By Tang Yue ( China Daily ) Updated: 2015-10-31 08:27:47

Polyglot kings of the improv ring

[Photo/China Daily]

Where free spirits reign, the adrenalin, fun and laughter flow.

It ain't about if he knocks a guy out. It's about how he knocks a guy out. It's the style, the improvization.

- Don King, American boxing promoter

The improv comedians of the world, those whose business it is to deliver knockout punchlines, would no doubt say amen to that.

For most of us the idea of getting up in front of an audience of a few hundred without at least a script to fall back on is the stuff of nightmares, but for the improv artist the very unpredictably of it all is what keeps the adrenalin pumping.

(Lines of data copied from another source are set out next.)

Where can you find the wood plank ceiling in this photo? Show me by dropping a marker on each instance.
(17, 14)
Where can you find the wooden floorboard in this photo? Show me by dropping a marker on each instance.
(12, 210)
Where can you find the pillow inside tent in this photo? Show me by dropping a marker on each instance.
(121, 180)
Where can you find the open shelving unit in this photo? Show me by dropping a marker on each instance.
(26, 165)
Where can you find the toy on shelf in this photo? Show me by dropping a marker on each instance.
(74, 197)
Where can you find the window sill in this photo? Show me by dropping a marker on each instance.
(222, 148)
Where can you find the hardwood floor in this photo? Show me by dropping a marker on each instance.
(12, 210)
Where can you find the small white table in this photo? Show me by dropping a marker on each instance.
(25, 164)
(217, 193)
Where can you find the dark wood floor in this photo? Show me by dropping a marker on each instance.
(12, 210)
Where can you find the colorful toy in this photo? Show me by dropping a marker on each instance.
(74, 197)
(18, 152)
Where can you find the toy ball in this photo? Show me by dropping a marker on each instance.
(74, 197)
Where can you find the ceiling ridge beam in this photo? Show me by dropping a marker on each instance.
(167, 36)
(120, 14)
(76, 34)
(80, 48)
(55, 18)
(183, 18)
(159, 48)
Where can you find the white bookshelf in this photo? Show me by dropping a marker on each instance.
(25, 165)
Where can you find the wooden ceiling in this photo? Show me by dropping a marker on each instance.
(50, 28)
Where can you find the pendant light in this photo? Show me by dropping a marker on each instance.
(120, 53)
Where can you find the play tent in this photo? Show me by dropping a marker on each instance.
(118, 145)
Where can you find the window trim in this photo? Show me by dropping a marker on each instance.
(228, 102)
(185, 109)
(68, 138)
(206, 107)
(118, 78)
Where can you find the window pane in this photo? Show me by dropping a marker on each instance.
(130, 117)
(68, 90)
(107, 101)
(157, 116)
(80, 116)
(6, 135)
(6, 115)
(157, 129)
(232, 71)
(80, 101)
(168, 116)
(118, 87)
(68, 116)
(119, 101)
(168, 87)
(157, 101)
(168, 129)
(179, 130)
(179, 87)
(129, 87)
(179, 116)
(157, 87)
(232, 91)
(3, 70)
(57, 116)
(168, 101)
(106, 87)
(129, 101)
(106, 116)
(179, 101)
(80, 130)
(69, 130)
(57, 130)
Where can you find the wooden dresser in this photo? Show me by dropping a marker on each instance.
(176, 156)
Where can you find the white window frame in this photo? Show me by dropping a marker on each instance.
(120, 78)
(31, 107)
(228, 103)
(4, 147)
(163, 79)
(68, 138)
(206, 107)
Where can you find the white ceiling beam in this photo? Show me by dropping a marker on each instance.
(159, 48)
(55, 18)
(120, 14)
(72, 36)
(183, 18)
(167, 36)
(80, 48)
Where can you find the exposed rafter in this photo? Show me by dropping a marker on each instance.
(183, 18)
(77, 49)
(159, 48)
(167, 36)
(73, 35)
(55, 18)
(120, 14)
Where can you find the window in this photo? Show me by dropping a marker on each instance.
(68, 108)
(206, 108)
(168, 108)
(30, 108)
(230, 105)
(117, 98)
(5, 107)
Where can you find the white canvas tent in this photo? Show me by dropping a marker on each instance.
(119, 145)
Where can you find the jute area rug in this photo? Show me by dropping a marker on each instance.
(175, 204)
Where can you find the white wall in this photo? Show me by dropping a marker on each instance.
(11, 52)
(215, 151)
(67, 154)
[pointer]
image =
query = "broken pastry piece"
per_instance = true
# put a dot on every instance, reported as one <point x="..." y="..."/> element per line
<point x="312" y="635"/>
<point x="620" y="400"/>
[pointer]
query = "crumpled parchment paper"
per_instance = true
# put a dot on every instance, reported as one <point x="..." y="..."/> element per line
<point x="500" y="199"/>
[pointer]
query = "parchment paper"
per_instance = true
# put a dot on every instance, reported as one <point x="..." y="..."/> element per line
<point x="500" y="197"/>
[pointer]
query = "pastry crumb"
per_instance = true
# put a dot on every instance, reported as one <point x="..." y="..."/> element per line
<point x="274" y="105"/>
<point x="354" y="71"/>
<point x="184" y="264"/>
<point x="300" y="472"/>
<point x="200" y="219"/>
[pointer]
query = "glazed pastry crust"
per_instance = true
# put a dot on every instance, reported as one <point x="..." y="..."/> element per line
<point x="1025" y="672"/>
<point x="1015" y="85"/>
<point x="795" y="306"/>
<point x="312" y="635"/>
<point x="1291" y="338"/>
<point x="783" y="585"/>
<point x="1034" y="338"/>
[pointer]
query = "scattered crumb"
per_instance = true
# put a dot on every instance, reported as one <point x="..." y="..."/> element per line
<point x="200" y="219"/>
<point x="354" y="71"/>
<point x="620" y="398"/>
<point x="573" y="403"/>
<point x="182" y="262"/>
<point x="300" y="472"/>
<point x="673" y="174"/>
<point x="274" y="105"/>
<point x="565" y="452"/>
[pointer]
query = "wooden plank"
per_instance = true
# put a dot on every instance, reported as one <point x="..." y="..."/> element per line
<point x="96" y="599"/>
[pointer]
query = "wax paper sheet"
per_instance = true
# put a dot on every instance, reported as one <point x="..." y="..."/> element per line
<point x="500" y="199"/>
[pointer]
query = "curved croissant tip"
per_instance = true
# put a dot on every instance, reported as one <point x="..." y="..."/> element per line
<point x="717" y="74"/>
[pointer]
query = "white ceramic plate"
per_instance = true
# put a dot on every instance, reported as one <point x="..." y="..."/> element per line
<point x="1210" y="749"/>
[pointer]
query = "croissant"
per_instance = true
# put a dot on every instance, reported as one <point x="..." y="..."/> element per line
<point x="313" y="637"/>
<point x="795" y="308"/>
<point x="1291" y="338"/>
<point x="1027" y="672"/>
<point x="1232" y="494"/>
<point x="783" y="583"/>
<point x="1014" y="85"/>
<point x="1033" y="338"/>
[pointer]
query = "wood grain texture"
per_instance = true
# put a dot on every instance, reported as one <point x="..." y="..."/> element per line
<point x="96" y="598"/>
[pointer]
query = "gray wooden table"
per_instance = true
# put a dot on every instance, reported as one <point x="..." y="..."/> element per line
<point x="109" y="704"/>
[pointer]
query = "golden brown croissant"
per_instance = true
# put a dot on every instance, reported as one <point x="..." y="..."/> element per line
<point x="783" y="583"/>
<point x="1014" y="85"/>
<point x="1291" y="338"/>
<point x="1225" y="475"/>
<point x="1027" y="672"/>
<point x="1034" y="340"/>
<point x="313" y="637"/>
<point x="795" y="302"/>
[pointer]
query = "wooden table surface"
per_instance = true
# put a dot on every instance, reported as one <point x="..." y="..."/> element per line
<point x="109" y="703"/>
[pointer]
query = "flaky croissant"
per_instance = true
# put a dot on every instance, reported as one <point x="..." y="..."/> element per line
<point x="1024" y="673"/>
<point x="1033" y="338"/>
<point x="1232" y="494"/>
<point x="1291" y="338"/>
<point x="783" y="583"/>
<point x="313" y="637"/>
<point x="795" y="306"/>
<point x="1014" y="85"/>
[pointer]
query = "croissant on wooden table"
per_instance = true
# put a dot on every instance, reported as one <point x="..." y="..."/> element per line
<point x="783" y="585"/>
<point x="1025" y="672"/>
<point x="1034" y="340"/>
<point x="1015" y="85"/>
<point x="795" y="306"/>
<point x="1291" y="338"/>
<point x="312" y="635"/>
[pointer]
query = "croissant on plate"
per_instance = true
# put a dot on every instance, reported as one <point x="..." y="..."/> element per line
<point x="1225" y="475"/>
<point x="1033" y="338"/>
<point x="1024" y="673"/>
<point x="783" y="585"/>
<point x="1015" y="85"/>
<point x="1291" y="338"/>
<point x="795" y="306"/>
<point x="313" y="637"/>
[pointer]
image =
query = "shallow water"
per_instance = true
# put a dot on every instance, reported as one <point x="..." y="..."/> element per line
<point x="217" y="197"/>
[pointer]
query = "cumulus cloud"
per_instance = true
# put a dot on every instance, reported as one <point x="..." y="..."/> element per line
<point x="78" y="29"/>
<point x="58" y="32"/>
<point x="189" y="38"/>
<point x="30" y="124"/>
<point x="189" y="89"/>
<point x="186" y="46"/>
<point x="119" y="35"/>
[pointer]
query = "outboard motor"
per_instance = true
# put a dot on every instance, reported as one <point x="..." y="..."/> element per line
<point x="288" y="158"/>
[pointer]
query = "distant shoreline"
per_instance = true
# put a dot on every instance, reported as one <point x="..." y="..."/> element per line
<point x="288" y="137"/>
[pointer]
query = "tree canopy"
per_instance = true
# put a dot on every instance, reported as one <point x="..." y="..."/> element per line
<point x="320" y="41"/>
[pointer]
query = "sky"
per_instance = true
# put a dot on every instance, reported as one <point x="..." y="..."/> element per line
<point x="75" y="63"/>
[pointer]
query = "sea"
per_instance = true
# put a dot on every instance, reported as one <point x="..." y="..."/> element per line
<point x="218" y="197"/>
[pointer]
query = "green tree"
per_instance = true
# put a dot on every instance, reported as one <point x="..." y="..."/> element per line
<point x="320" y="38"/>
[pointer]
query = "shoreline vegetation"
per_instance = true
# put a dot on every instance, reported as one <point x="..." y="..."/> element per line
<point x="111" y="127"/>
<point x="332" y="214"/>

Add to that the twist of an audience many of whose members do not speak your language, and you have the raw material for a whimsical evening that is liable to head off in any direction, and usually does.

This is the stage that improv artists in Beijing step out onto, parlaying an art form born in ancient Rome, refined in Europe and the US and passed on to the rest of the world to do with it what it will.

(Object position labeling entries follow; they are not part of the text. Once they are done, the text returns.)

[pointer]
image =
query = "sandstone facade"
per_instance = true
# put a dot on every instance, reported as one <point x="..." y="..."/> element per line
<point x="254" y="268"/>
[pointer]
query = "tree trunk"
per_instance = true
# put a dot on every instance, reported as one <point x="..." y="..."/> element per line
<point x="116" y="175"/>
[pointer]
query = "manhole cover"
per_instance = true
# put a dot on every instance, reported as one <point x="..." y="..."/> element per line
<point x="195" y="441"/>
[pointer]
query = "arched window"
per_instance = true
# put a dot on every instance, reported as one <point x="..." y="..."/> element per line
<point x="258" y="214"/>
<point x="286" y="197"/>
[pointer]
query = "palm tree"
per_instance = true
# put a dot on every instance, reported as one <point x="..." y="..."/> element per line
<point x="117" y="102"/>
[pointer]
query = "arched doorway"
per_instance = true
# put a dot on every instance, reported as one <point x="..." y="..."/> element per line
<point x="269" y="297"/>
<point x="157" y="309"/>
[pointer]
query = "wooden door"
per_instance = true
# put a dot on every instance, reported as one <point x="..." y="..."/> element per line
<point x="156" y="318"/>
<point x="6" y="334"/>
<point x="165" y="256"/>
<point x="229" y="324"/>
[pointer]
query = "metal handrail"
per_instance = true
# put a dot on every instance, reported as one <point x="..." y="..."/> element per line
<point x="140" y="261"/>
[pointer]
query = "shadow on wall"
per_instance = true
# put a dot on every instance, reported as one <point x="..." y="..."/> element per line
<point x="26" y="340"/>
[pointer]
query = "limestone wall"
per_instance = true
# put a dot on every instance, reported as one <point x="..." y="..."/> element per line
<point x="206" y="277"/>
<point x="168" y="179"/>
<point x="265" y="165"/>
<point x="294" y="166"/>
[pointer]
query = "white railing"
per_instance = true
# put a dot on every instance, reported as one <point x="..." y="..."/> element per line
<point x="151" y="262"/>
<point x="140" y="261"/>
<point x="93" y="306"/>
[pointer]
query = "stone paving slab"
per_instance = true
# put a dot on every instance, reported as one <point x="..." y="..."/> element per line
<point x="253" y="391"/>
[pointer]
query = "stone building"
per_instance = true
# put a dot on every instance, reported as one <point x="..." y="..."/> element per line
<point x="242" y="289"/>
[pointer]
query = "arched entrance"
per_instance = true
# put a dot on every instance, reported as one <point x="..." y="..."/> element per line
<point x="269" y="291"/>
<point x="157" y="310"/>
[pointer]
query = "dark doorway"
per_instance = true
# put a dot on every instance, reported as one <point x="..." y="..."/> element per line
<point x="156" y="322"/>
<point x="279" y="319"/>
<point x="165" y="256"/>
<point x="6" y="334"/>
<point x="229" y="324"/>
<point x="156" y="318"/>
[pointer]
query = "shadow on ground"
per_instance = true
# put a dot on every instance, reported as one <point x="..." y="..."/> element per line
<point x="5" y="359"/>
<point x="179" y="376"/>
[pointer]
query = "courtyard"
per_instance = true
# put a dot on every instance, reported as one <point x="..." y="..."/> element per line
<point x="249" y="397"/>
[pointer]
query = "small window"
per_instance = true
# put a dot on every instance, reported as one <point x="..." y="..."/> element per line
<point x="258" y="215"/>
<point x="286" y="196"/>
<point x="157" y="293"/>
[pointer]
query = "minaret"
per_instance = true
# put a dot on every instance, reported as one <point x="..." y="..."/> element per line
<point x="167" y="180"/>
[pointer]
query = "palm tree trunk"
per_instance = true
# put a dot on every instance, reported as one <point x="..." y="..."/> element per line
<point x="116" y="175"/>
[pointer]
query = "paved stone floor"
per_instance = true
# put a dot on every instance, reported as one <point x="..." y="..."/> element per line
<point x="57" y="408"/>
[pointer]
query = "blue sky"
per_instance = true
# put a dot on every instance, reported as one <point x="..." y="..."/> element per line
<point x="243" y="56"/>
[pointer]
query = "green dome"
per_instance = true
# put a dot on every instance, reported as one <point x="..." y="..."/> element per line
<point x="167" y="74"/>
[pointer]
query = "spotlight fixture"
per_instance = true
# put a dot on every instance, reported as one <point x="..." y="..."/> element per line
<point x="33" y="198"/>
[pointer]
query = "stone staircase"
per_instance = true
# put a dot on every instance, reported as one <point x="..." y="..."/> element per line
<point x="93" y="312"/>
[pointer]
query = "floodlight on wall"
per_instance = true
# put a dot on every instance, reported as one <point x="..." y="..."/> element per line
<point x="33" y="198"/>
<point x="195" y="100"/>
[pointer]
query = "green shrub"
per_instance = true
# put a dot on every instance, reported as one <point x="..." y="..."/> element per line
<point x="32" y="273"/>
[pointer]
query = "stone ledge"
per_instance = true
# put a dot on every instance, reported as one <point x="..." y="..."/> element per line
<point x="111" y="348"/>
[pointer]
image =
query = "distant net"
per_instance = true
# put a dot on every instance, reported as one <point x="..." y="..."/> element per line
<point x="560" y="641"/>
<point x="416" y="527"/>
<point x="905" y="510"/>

Beijing's contribution to this potpourri comes by dint of its being home to tens of thousands of people from every nation on the planet. That means the lingua franca of improv comedy in the capital is a zany hybrid of Chinese and English, with other languages sometimes thrown in for good measure.

"Switching back and forth and playing around with the language is fun," says Jeffery Schwab, an American who is a member of the Beijing Improv Bilingual Group, who has lived in China for 10 years.

Beijing improv has always been in Chinese and English, and then a bilingual performing troupe was "naturally born" about five years ago, he says. It now has 12 members, half Chinese and half those of other nationalities.

Anete Elken, an Estonian, says that when she arrived in Beijing 18 months ago she shared a hotel dormitory room with an American in town for the third annual Beijing Interactive Arts Improv Festival. She was invited to watch and joined the group later.

"That was my ultimate yuanfen, meeting the improv people," Elken says, adopting the patter of a Beijing improv performer, in which English and Chinese are seamlessly woven together to suit the communication needs of the moment, on and off stage. (Yuanfen conveys the idea of meeting the right person at the right time in the right place.)